TCS併用のCHRONOS試験における「クリア皮膚」は16週時点で39%(12%)となり、単独投与と同水準だった。52週時点のEASI-75達成率はQ1W投与64%をQ2W投与69%が上回った。16週時点のEASI-75はQ1Wが40%、Q2Wが36%、プラセボは12.5%だった。
(参考)
アトピー性皮膚炎はこれまで新薬開発が進んでいない領域である。抗IL-4/IL-13抗体デュピルマブはRegeneronが開発したVerocimune技術(マウスの遺伝子組み換えを用いる完全ヒト抗体作成技術)によって創出され、2014年11月にFDAのブレークスルー治療指定(BTD)、2016年9月に申請、優先審査となっていた。年間治療費4万㌦近い価格が設定されており、売上高10億ドルを超えるブロックバスターとなる見通しである。
2016/12/14
PDE4阻害剤のアトピー性皮膚炎治療薬EUCRISA軟膏をFDAが承認
本剤の安全性および有効性は、軽度から中等度のアトピー性皮膚炎の2~79歳の患者1,522人を対象とした2本のプラセボ対照臨床試験で確立された。EUCRISAを28日間投与された患者の皮膚は発症前の健常な状態をほぼ完全に取り戻すまでに改善された。

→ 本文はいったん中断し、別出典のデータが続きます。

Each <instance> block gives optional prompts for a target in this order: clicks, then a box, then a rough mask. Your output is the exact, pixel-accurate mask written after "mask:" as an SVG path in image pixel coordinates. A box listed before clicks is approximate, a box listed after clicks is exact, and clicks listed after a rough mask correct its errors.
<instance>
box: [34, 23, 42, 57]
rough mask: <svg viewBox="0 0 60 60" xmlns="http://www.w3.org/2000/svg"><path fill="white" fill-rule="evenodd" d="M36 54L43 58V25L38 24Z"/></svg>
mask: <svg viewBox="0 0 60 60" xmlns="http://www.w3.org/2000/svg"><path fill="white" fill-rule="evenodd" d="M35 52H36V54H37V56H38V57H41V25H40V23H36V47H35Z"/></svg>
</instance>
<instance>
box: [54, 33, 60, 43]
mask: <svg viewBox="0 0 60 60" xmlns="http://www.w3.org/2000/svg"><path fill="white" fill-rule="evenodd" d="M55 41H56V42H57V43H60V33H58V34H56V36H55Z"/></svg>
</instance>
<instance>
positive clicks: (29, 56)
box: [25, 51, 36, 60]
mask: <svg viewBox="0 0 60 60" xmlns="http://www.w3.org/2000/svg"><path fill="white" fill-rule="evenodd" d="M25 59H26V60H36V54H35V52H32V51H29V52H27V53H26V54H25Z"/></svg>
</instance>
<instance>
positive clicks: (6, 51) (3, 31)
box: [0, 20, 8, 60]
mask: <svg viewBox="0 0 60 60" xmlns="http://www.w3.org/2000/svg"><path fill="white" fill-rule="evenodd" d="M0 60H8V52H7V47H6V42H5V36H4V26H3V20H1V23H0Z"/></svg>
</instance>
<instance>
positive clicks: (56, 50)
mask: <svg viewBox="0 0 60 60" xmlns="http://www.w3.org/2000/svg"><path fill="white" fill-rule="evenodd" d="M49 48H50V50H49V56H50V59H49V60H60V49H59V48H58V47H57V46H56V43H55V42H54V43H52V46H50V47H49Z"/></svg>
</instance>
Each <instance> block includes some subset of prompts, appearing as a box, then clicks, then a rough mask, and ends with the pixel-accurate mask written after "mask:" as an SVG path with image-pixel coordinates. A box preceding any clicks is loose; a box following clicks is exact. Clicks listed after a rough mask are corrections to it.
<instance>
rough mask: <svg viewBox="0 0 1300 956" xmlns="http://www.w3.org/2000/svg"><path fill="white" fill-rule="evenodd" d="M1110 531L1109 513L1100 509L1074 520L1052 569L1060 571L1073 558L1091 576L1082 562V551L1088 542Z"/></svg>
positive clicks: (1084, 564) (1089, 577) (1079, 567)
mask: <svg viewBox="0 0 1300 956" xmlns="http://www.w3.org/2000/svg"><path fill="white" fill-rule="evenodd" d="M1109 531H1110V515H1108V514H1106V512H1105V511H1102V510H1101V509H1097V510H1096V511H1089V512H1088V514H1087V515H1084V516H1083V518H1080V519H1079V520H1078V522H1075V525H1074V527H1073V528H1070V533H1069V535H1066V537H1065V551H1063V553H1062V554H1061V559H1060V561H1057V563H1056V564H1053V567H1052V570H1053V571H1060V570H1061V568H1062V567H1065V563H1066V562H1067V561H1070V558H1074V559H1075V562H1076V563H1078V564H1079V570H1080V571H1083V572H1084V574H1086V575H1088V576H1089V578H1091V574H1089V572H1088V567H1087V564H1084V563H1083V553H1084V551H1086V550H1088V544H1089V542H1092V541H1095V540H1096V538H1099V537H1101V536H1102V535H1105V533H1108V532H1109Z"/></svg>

2016年3月にNDA(新薬承認申請)を提出、審査ゴールは2017年1月7日に設定されていた。
(参考)
2016/12/08
サノフィとリジェネロンがアトピー治療薬dupilmabの承認申請を欧州医薬品庁に提出
2016/09/26
抗IL-4/IL-13抗体dupilumabの重症アトピー性皮膚炎治療薬としての承認申請をFDAが優先審査に指定
dupilumabはADの主要原因とされるTh2免疫反応を引き起こす IL-4 および IL-13 のシグナル伝達を阻害するモノクローナル抗体である。申請の根拠としたLIVERTY AD試験プログラムは「外用薬では管理が不十分な、中等度~重度のAD 成人患者」2,500例以上を対象として、dupilumab単剤療法(SOLO 1 およびSOLO 2)と外用ステロイド薬との併用療法(CHRONOS)の3本のフェーズIII試験を行った。
(考察)
抗体医薬によるアレルギー性疾患治療薬の開発が進んできた。2002年に重症喘息治療薬として発売されたノバルティスの抗IgE抗体ゾレアの年間売上は500億円程度にとどまっていたが、2014年に米国などで蕁麻疹の皮膚科適応症が承認されると700億円を超えて再び増加傾向にある。古い製品だが1000億円(ビリオン・ドル)を超える「ブロックバスター」となる可能性が見えてきた。
アトピー性皮膚炎も同様に、これまで新薬開発が進んでいない領域である。新規の薬効メカニズムでFDAのブレークスルー治療指定(BTD)、優先審査となった抗IL-4/IL-13抗体dupilumabが売上高10億ドルを超えるブロックバスターとなる可能性は大きいと思われる。